These Bacon Wrapped Pretzel Rods with Brown Sugar and Cayenne Glaze are simply indescribable. Crunchy, chewy, salty, hot, and sweet? Yes…perfection!
I first published this post for Bacon Wrapped Pretzel Rods with Brown Sugar and Cayenne Glaze in 2009, back when I was still just putting some recipes online and maybe taking a quick snap with a small point and shoot camera. The photos were so bad and these are so good so I decided it was time for a redo.
These goodies have an addictive quality I can not deny. But I’m OK with that…I’ll watch the booze and beer intake carefully but this addiction I’m never going to quit. I thought it time to take some better snaps and share the bounty with my blog readers; you deserve to join me! Try these Bacon Wrapped Pretzels with Brown Sugar and Cayenne Glaze and you will see the light!
Before many of us starting scattering around the country, I had a great group of girlfriends that would meet regularly at my home each summer for a Girls Nite In. I made my favorite margaritas and they all brought snacks and we would just gab and drink and eat til we could no more.
We even wore our PJ’s for the event although everyone actually went home; it made us feel like we were girls again! I will never forget the words on the hand written recipe card that my friend Stacy gave me for these treats that we all loved so much we demanded she bring them to our summer soiree every year; it went something like this:
Do not proceed if you are looking for a low fat or low calorie dish!
Have to admit, she is right but for the occasional treat, they are SO good! I mean so decadently good!
Bacon. Pretzel. Brown Sugar. Cayenne Pepper. Really…what’s not to love right? Sweet, salty, hot, crunchy; this one will tickle all of your taste buds. Bless Stacy’s heart, she followed through each and every year and we, or at least I, looked forward to them with great anticipation. I only hope she has shared them as generously in Seattle..
Since Stacy moved, the baton had to be passed and I’ve made these several times over the years, I’m mostly reminded of those fun evenings during the summer and I’ll have a craving. A bad one when I realize I can no longer survive without this indulgence.
Besides, it was time to make them and remember to capture a photo before they disappeared so that I could share them with you! But it does not mean you can blame me for wanting to eat them all (I didn’t because I had company coming but I assure you I think I could have!).
Bet you can’t eat just one.
More of my Favorite Pretzel Dishes!
- Chocolate Peanut Butter Cheesecake with Pretzel Crust
- Strawberry Pretzel Salad
- Baileys Salted Caramel and Espresso Martini with Pretzel Rim
PIN ‘Bacon Wrapped Pretzel Rods with Brown Sugar and Cayenne Glaze’

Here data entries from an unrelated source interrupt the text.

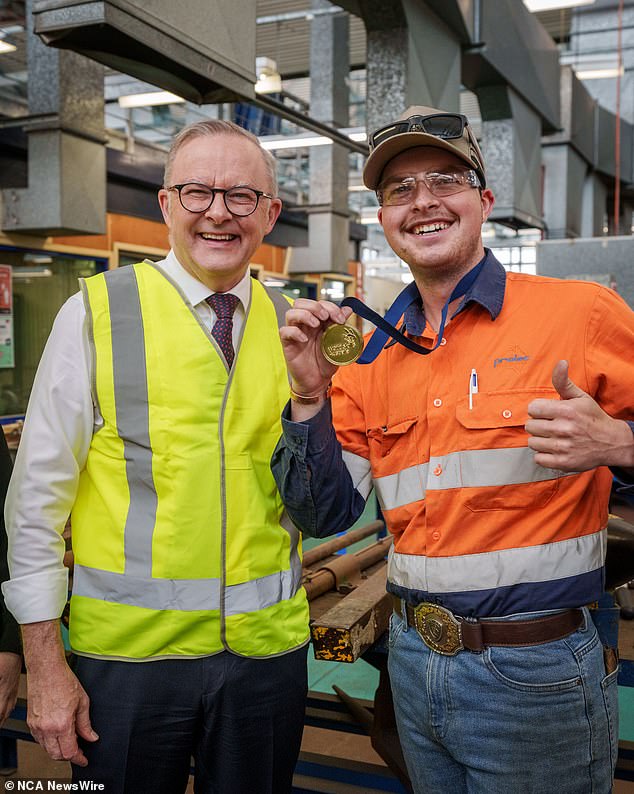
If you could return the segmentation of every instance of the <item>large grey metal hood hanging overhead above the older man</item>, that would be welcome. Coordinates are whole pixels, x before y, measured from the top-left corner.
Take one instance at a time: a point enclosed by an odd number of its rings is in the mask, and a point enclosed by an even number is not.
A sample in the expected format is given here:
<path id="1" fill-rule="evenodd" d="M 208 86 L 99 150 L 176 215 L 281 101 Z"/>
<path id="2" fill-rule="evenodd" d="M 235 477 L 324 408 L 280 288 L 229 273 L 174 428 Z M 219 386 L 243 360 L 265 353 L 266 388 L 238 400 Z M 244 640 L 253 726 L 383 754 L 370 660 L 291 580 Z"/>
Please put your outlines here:
<path id="1" fill-rule="evenodd" d="M 53 47 L 161 86 L 191 102 L 255 97 L 256 5 L 250 0 L 35 0 L 35 32 Z"/>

Bacon Wrapped Pretzels with Brown Sugar and Cayenne Pepper
A crunchy, sweet, hot and bacony appetizer of nothing but goodness!
- 1 Package Pretzel Rods
- 1 pound of regular bacon - regular cut, NOT thick cut
- 2 cups Brown Sugar
- 3-4 Tbsp Red Chili Powder (or most to taste if you want them real spicy)
- Dash or two (or three!) Cayenne Pepper
- Preheat oven to 375 degrees.
- Break the pretzels in half; I actually have the best luck if I cut them with a very sharp knife.
- Cut the bacon slices into half.
- Mix the sugar, chili powder and cayenne in a medium size bowl and then spread it out on a large flat dish.
- Coat each strip of bacon on both sides with the brown sugar mixture.Press firmly to make sure a lot of it adheres to the bacon.
- Wrap the bacon around the pretzel.
- Place the delicious treat on a wire rack placed on top of a baking sheet or roasting pan; I try to make sure that the tail end of the bacon I just wrapped is on the bottom to try and avoid having it 'unwrap' during cooking.
- Bake for about 10-15 minutes or until bacon cooks and appears crisp.
IMPORTANT: Let cool on wire rack and rearrange occasionally while cooling so they don't stick to rack. Do not put these on paper towels; they are sticky!
Thicker cut is not better. You need the bacon to cook without burning the pretzels...so regular bacon is best. I know...I tested this theory once. Trust me.
For Easy clean up: I line a baking sheet that has sides with aluminum foil. After they are baked and removed to a serving dish, the foil is pitched and I fill the baking sheet with hot water. Put the wire rack in there to soak a bit and the caramel bacon yucky stuff will melt away.
(Sorry but not true about the fat on our thighs after eating the entire batch of bacon pretzels!).
As tempting as it might be; do not take a bite straight out of the oven. Your tongue will thank me.